Au Musée des arts décoratifs et du design de Bordeaux, les deux commissaires de l’exposition ont donc mis le livre au cœur de l’exposition, tout en replaçant cette production graphique tchécoslovaque dans son contexte, pour mieux faire découvrir au public français une période et une création méconnues dans l’Hexagone. Etienne Tornier :

Ladislav Sutnar,  couverture pour Trakař jablek,  Americký císař  (La Charette de pommes) de George Bernard Shaw,  Éd. Družstevní práce,  Praha,  1932 / Collection Pierre Ponant
« On l’a conçue beaucoup avec les scénographes qui nous ont fait une proposition qui nous a tout de suite plu car elle mettait le livre au centre, comme le propos principal de l’exposition.
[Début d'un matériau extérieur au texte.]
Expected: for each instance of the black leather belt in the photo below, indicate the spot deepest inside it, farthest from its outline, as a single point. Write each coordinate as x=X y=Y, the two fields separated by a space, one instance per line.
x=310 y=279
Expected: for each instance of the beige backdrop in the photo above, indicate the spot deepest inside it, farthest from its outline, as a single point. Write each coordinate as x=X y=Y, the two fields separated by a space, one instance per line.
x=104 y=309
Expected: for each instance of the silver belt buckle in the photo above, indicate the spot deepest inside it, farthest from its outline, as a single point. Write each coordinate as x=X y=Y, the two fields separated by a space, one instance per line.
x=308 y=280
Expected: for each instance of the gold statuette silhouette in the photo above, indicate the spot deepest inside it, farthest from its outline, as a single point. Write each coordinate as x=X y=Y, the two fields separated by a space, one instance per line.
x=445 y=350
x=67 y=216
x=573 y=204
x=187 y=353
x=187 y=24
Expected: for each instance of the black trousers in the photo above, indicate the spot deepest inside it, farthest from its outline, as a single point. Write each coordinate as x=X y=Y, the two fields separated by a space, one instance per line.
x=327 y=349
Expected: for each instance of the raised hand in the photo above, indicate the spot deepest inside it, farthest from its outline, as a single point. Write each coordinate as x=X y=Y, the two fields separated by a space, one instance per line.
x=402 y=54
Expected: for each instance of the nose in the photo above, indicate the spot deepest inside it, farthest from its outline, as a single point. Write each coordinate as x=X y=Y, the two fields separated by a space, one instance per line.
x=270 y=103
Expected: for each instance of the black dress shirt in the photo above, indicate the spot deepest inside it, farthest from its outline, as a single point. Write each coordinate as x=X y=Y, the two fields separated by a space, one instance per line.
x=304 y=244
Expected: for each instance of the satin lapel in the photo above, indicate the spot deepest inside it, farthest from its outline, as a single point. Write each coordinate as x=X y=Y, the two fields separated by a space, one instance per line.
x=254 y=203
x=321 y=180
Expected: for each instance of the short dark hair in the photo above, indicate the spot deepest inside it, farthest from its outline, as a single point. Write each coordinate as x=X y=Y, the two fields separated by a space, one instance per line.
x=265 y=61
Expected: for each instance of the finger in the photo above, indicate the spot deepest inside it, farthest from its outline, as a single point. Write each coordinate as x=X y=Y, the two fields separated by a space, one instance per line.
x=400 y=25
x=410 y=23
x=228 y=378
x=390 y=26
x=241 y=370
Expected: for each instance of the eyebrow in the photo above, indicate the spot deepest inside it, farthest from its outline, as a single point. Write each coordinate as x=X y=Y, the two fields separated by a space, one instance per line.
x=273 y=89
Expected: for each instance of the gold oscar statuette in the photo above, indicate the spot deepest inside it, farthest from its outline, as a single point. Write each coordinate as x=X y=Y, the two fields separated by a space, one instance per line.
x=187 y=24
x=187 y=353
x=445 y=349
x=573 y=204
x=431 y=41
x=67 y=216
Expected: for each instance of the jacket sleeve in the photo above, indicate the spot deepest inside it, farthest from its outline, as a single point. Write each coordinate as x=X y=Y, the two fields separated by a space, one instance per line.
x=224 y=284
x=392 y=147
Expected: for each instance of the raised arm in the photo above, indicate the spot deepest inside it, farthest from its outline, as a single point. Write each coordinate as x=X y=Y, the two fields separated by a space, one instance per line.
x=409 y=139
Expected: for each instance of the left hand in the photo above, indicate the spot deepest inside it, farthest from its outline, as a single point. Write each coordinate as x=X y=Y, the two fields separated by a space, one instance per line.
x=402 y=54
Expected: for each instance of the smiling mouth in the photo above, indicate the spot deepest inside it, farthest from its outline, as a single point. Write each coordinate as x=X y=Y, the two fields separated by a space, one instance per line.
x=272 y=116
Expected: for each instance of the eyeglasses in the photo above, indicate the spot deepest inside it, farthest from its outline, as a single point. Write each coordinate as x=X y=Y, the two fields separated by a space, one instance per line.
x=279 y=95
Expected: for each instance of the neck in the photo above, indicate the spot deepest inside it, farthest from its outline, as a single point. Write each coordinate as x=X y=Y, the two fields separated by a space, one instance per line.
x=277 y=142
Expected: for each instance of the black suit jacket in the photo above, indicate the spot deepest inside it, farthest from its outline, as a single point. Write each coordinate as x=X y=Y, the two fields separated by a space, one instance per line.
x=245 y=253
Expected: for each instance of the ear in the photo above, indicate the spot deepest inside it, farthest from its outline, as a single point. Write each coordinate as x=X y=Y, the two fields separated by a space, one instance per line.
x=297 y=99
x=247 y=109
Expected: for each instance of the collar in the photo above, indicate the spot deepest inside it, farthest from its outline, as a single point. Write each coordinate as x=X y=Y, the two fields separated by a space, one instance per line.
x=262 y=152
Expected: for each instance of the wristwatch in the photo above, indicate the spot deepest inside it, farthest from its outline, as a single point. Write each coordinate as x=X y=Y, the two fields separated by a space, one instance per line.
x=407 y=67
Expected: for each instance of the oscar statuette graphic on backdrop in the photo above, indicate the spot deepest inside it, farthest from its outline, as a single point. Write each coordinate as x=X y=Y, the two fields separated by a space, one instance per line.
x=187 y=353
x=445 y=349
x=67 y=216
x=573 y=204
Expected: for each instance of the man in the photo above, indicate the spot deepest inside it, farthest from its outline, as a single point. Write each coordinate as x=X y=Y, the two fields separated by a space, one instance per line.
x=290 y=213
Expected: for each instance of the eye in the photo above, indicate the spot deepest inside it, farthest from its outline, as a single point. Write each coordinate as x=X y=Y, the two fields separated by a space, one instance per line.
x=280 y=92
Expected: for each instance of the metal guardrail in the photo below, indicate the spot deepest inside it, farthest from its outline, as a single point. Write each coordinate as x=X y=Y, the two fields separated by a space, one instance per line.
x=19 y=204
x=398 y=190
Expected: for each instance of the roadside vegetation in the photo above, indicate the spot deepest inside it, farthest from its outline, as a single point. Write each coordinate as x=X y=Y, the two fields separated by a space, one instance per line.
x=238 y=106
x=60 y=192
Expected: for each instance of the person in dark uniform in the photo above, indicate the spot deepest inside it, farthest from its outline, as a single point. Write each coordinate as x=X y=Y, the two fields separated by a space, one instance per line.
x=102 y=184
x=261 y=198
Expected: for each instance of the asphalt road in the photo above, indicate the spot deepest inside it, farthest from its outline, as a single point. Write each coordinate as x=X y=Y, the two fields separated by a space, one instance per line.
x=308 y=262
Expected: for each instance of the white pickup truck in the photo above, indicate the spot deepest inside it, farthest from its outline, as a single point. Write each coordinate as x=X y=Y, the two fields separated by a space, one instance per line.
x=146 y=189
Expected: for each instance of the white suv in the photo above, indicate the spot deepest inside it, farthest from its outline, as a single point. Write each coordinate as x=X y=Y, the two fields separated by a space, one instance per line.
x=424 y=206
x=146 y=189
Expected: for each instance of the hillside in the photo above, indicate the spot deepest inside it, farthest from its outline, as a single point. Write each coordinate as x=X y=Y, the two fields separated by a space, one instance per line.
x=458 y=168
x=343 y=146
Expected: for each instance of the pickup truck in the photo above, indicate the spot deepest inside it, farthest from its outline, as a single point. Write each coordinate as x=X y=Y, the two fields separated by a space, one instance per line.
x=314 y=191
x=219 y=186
Comment cela a-t-il été fait ? En ne mettant que très peu de protection, pas de verre ni de plexiglas qui empêcheraient de voir la matière du livre. Bien sûr, il y a une mise à distance, le public ne peut les toucher mais les voit directement. En plus, ils sont placés à hauteur assez basse, à environ 60 cm de hauteur et on les voit directement. C’est assez rare d’avoir une exposition où l’on voit les livres aussi bien. Nous avons voulu aussi que les visiteurs puissent se plonger dans la Prague de ces années-là, car ce n’est pas quelque chose très connu du public français. On a donc voulu enrichir l’exposition de prêts qui viennent du Musée des arts décoratifs de Prague et de la Galerie morave de Brno : des prêts de dessins, lithographies, affiches, objets en céramique, mobilier, qui ont été produits par les mêmes artistes qui ont fait ces couvertures. Cela permet de montrer qu’il y avait un bouillonnement qui dépassait l’espace du livre. On a aussi de la musique et des films. C’est quelque chose de très englobant. »

Plusieurs conférences sont aussi organisées autour du design graphique, mais également des ateliers destinés aux enfants ainsi que d’autres événements annexes autour de cette exposition qui s’achèvera le 6 mai prochain. Cet événement s'inscrit dans les célébrations du centenaire de la fondation de la Tchécoslovaquie.